I went to the galley for a drink and found Captain Bob on helm watch. We chatted for a bit and I shared the Baykeepers comments with him. I headed back to my room and had just laid my head on the pillow and continued thinking of the grant when I heard a tapping. No one has ever come to my cabin in the middle of the night so I thought I was hearing things. But, to be on the safe side, I said “yes?” Next thing I knew, the hatch in my ceiling opened and Captain Bob stuck his head in, “John, I have a whale blowing out here!” he said “Just off the side of the boat.” There is nothing quite like the image of Captain Bob’s head just above you in the middle of the night. But, the prospect of a whale overwhelmed my reaction to that image and I bolted for deck. Sure enough just a few yards off the boat–whale blows. Sandy arrived just on my heels.
It was a full moon so I asked Bob, “Think we have enough moonlight to biopsy?” He chuckled. After a few minutes I could see why. We could see the blows and hear the whale, but we could not see the whale. We watched the blows and sounds circle the boat. At one point we could see the whale’s silhouette under the water right next to the boat even possibly touching the boat under the water. Johnny arrived in the pilot house as I was adjusting the camera on my phone. He looked none too pleased to see me disrupting his normal 4 am helm watch (his private time with the ocean) and was rubbing the sleep out of his eyes. “What are you doing up at this hour?” he asked. “We’ve got a whale” I replied. He looked at me dumbfounded and in disbelief. “No, really” I said. He bolted on to deck.

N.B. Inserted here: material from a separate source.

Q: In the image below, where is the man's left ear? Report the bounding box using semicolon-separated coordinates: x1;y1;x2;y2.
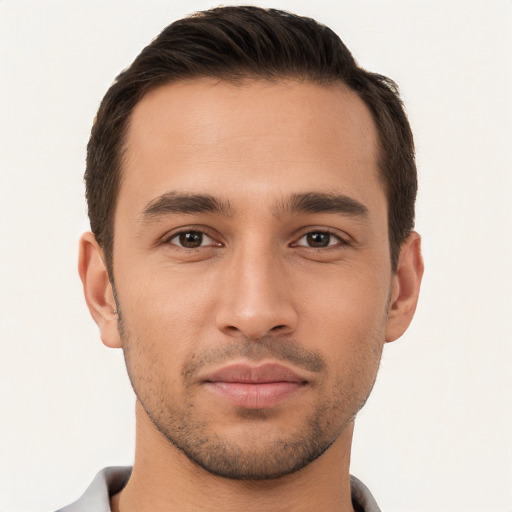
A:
386;231;424;342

They say apples don’t fall far from the tree when speaking of father and son. So you won’t be surprised to learn that Johnny’s next question was “Can we biopsy it?” I chuckled as Bob did and just like me Johnny realized why we couldn’t. We watched the whale until it left. Truly a memorable moment watching and listening to a whale in the moonlight. Our next excitement was during Laura and Cathy’s watch. They spotted a waterspout forming not far from the boat. Picture attached. The quickly came down off the mast. But, this was a fair weather waterspout not a tornadic waterspout so it posed little risk and was fun to watch. The entire team crowded into the pilot house to watch (it was pouring on deck).
The next excitement came in the afternoon. Believe it or not, the plane was back and NOAA was observing us again. This time many of the team were on deck looking at dolphins. This time the team was a bit annoyed at being the target of their observations. They still have not replied to my call. While on deck, I noticed how hot it had become. Given that this was near the end of our trip, and perhaps, the last chance to swim in the Gulf this year, I checked with Captain Bob and we decided on a swim call. It was indeed refreshing. Ian and Johnny took advantage of the clear blue water to take images underwater with the GoPro camera. It was a nice ending to an unusual day.
P.S. We are in the Gulf. Our current location is 28 degrees 05.7 minutes North and 85 degrees 02.7 minutes West, for those who want to track us as we go. For Google maps (not Google Earth – but maps) or Bing maps use (include letters and comma): 29.057 N, 85.027 W.